Note that it is unusual to get a graduate stipend for a Masters program- they are almost always for PhD candidates (afaik, none of Kennesaw’s Masters have stipends, but I’m not an expert).

Kennesaw has 2 PhD programs- Analytics & Data Science, for which the stipend is $30Kpa, and International Conflict Management, for which the stipend range is $7.5-15K, for a max of three years. Both require you to teach/do research for the stipend.

I am curious. Why do you want to go to Kennesaw State for your PhD?

Why not?

Well, to be quite frank, Kennesaw State is not a major research university. It’s not particularly notable in any field for the PhD.

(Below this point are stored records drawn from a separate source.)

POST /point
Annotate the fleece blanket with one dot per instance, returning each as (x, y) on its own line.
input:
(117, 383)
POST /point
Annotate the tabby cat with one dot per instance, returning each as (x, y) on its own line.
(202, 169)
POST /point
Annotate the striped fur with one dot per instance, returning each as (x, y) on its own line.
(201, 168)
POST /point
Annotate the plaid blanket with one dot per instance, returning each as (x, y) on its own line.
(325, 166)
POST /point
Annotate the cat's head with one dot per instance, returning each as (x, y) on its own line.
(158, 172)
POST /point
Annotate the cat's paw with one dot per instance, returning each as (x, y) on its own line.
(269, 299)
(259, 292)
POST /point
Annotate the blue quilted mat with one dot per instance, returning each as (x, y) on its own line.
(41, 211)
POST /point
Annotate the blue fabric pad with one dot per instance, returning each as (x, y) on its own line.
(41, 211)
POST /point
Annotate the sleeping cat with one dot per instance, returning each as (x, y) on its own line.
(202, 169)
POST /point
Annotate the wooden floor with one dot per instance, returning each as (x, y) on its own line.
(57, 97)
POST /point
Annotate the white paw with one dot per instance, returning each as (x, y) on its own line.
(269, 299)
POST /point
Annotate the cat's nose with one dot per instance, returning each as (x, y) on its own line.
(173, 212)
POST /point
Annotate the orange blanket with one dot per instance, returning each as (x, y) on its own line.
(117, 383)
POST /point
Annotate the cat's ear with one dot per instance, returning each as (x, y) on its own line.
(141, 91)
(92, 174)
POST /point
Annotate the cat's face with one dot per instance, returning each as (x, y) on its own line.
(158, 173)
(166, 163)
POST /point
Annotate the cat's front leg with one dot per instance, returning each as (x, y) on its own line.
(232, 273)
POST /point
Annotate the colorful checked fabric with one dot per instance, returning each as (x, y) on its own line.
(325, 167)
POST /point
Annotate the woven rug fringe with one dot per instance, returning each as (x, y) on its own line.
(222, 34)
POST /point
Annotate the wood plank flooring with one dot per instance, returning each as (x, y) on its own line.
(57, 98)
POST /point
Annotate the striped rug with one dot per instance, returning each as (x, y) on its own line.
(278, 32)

Probably the most common career aspiration for a student who wants to get a PhD is to go into academia and be a professor, but getting a PhD from Kennesaw State won’t help you in that endeavor. Academia is fiercely competitive and - for better or worse - where you got your PhD matters. But even if you wanted to go into a non-academic research field, where you got your PhD still matters. Cost shouldn’t be a significant factor because PhDs should be fully-funded. And location, honestly, shouldn’t be a significant factor either unless you have some extraordinary circumstances - and even then, you have to go in with the understanding that you are limiting post-graduation employment prospects.

I suppose that KSU could be a decent option for someone who was already employed somewhere and needed a local PhD so they could get a raise or a promotion at their job. But I wouldn’t say that someone who isn’t even in college yet should be planning to go there for their PhD.

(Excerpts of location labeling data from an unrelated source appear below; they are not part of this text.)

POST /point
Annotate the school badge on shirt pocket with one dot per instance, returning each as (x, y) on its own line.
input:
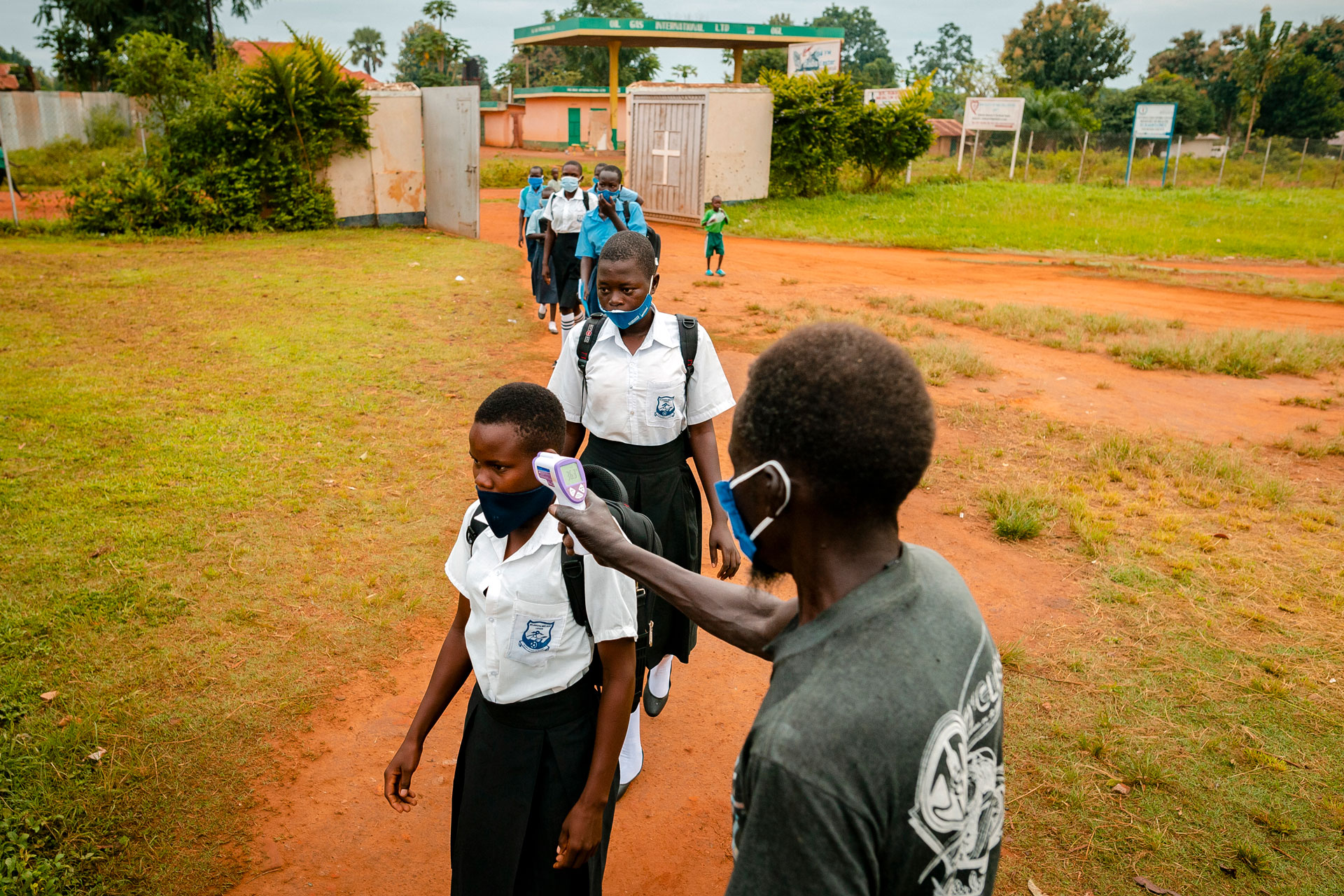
(536, 633)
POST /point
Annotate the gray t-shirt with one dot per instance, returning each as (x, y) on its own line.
(875, 764)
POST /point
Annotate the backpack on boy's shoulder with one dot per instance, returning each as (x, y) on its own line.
(636, 527)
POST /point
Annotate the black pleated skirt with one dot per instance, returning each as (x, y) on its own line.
(662, 488)
(521, 769)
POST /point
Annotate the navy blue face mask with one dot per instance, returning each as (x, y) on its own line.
(505, 511)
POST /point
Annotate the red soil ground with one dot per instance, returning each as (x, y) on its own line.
(331, 832)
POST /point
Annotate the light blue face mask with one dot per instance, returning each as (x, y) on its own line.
(624, 320)
(746, 540)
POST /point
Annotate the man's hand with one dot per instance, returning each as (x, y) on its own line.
(722, 540)
(594, 527)
(397, 777)
(581, 834)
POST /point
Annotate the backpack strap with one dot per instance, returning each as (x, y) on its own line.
(689, 335)
(571, 567)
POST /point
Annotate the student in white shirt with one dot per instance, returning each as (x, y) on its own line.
(536, 783)
(559, 265)
(645, 410)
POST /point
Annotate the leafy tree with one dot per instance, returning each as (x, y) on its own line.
(429, 57)
(592, 64)
(886, 139)
(158, 70)
(1072, 45)
(1195, 112)
(945, 58)
(864, 39)
(1260, 55)
(1056, 111)
(812, 115)
(1304, 99)
(80, 33)
(758, 61)
(368, 49)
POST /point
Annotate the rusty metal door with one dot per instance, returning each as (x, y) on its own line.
(667, 155)
(452, 159)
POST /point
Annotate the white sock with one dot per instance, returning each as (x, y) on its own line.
(660, 678)
(632, 752)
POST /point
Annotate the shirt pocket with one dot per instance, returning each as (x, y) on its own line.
(662, 405)
(536, 631)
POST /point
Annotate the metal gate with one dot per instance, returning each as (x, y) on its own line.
(666, 155)
(452, 159)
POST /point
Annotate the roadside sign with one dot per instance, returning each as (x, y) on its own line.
(1152, 121)
(885, 96)
(992, 113)
(811, 58)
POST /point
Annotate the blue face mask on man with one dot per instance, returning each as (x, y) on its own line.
(625, 320)
(505, 511)
(746, 540)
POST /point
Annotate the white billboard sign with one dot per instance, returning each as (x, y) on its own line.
(886, 96)
(993, 113)
(1155, 120)
(811, 58)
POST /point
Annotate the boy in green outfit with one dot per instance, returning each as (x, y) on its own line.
(713, 222)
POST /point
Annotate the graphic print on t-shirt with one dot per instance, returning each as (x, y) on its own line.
(958, 806)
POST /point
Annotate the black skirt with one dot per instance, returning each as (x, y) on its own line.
(565, 270)
(521, 769)
(662, 486)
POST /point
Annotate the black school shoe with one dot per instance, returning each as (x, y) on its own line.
(654, 706)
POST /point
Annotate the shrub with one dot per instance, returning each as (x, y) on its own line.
(812, 117)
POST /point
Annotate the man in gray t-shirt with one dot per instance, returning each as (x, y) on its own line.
(875, 763)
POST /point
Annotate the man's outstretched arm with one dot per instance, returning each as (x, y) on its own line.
(748, 618)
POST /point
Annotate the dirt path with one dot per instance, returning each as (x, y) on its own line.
(330, 830)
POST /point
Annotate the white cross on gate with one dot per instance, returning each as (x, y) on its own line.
(666, 152)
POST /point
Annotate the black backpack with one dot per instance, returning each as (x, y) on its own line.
(689, 339)
(636, 527)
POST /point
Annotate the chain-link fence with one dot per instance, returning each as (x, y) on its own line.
(1069, 158)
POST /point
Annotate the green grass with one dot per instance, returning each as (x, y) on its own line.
(227, 470)
(1140, 342)
(1049, 218)
(1196, 671)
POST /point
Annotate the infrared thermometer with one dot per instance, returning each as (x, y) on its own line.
(566, 479)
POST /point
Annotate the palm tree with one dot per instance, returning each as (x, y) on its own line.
(368, 50)
(440, 10)
(1257, 62)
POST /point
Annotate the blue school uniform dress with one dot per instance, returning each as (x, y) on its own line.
(597, 229)
(531, 722)
(528, 200)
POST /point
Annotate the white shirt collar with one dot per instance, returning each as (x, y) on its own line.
(663, 331)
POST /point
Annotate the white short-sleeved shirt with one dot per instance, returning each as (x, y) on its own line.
(522, 636)
(641, 398)
(566, 216)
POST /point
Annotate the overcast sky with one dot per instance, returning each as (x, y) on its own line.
(488, 24)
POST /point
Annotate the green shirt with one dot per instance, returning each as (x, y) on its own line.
(874, 766)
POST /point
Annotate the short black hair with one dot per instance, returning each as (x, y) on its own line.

OP, based on prior posts you’re a high school student. You seem to have a little bit of a scattershot approach to college admissions, but you also seem overly focused on the specifics of your potential PhD education - where you’ll live, how much you’ll make, whether you can support a hypothetical family on it, etc. My advice is for now to focus on trying to get into college. You’ve got plenty of time to think about where you might want to get a PhD, but your prior posts indicate that you don’t even know what you want to major in (you’ve variably asked about chemistry, music, economics, and art history). Of course, there’s absolutely nothing wrong with being unsure! Just saying that you may want to focus on that first before worrying about things that are at least 4-5 years down the road.